Aria

This repository contains training, inference, and evaluation code for the paper Scaling Self-Supervised Representation Learning for Symbolic Piano Performance (ISMIR 2025), as well as implementations of our real-time piano continuation demo. Aria is a pretrained autoregressive generative model for symbolic music, based on the LLaMA 3.2 (1B) architecture, which was trained on ~60k hours of MIDI transcriptions of expressive solo-piano recordings.
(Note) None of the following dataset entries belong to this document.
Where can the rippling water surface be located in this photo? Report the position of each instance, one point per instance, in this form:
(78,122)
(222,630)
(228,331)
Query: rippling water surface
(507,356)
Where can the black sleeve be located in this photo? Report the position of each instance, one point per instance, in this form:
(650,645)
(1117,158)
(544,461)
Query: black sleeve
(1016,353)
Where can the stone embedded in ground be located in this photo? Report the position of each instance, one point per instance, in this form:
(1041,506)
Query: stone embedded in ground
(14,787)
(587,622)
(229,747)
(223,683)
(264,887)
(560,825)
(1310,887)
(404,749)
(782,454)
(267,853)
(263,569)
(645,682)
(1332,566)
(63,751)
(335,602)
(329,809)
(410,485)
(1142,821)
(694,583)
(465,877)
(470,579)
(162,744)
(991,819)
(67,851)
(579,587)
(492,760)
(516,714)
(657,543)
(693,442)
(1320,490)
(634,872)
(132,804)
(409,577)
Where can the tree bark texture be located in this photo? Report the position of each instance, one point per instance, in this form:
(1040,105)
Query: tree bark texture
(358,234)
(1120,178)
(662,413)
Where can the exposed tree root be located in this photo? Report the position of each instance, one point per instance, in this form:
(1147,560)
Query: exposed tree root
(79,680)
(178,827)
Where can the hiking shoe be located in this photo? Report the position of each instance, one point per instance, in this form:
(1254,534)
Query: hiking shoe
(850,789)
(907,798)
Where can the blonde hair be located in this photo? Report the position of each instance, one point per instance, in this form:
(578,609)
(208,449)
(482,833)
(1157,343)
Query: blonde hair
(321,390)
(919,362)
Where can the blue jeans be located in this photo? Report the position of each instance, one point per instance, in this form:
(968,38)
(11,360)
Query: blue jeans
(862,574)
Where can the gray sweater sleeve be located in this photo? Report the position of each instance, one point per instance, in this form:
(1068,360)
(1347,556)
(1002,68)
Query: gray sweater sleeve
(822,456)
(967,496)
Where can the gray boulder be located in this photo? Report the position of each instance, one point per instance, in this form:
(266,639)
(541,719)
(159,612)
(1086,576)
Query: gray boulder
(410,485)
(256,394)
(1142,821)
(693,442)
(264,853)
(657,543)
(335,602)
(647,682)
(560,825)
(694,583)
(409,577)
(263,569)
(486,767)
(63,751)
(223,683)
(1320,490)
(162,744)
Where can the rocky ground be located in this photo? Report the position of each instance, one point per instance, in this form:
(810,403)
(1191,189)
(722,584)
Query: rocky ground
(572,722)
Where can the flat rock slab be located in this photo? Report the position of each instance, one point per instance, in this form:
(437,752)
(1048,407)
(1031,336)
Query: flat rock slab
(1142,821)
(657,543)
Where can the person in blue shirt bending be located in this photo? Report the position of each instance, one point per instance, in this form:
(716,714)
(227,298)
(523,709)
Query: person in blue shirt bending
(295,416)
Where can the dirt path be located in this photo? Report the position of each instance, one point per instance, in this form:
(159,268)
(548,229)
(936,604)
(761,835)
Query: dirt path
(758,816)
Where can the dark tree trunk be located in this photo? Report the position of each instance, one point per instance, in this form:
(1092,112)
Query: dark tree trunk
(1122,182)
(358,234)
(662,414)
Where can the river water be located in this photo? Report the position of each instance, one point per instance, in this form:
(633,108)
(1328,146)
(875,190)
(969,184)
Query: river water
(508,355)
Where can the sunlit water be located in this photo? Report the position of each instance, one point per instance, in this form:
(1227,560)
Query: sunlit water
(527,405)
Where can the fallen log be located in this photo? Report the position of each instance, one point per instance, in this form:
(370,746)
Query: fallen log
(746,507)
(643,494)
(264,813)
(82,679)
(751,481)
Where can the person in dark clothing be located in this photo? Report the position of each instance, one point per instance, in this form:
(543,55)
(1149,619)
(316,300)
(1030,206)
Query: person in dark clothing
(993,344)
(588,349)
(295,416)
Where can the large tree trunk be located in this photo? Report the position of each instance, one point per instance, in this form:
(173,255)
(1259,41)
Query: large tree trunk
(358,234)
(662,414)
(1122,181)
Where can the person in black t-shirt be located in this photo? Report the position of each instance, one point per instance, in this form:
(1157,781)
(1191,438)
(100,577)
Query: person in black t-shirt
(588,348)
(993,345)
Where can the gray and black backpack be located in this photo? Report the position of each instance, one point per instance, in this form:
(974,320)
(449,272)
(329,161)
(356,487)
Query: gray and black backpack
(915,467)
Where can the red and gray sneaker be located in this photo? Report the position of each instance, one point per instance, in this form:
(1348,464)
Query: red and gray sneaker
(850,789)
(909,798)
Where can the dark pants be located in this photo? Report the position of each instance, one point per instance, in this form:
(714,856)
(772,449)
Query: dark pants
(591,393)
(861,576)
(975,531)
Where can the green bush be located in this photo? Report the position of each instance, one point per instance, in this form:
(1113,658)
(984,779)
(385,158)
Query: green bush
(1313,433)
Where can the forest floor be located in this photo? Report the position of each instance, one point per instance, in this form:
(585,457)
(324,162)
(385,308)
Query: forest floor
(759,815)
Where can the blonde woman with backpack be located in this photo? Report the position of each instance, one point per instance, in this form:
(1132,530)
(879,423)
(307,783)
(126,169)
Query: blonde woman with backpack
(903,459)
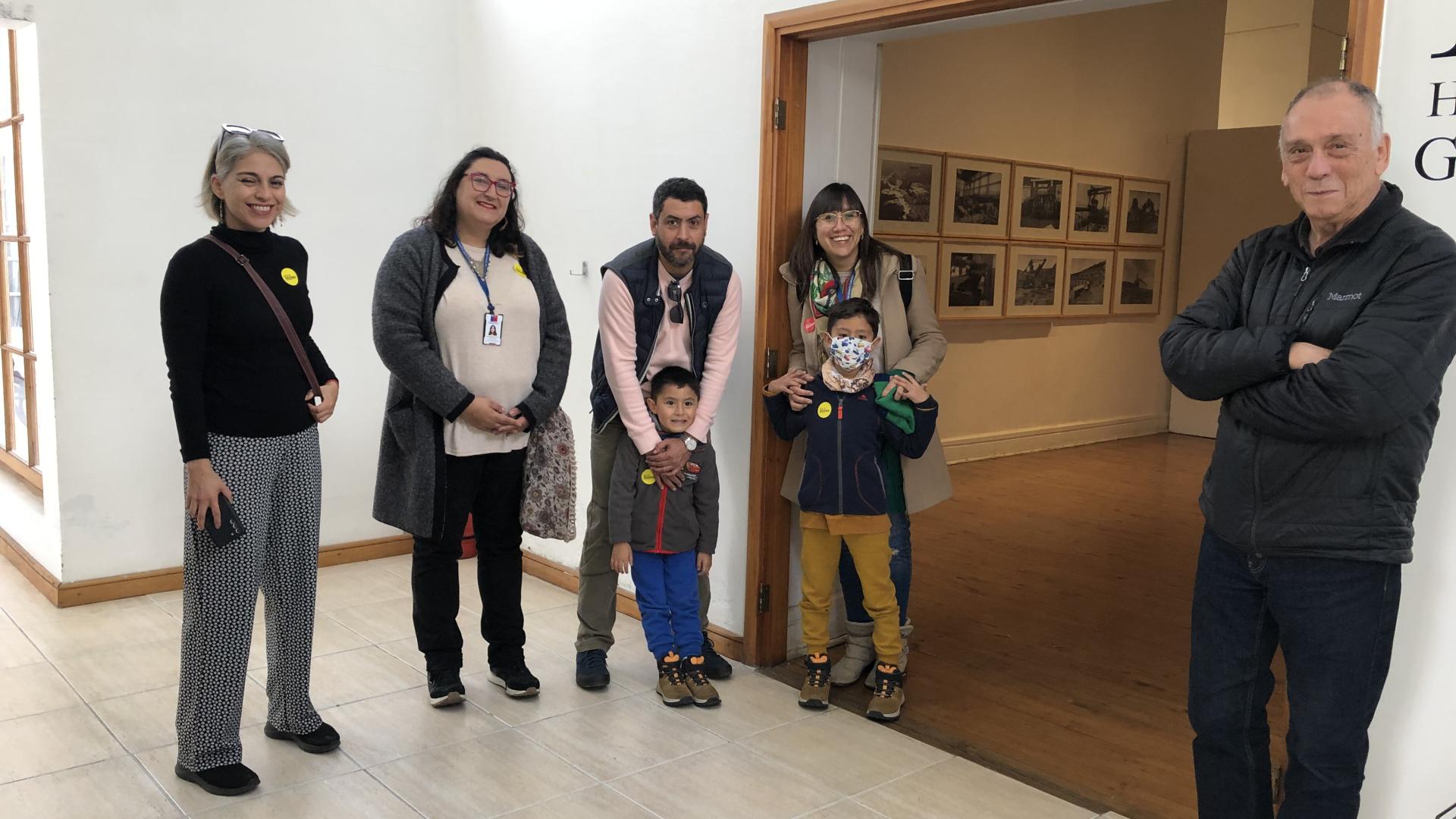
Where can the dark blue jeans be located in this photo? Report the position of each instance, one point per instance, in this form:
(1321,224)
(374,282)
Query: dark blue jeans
(899,573)
(1335,623)
(667,598)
Alongside the base model, we are releasing a checkpoint finetuned to improve generative quality, as well as a checkpoint finetuned to produce general-purpose piano MIDI embeddings using a SimCSE-style contrastive training objective.

📖 Read our paper
🤗 Access our models via the HuggingFace page
📊 Get access to our training dataset Aria-MIDI and train your own models

Installation

Installation requires Python 3.11+. To install the package and all dependencies with pip:

git clone https://github.com/EleutherAI/aria 
cd aria
pip install -e ".[all]"

Quickstart

Download model weights from the official HuggingFace page for our pretrained model, as well as checkpoints finetuned for piano-continuation and generating MIDI-embeddings:

aria-medium-base (huggingface, direct-download)
aria-medium-gen(huggingface, direct-download)
aria-medium-embedding(huggingface, direct-download)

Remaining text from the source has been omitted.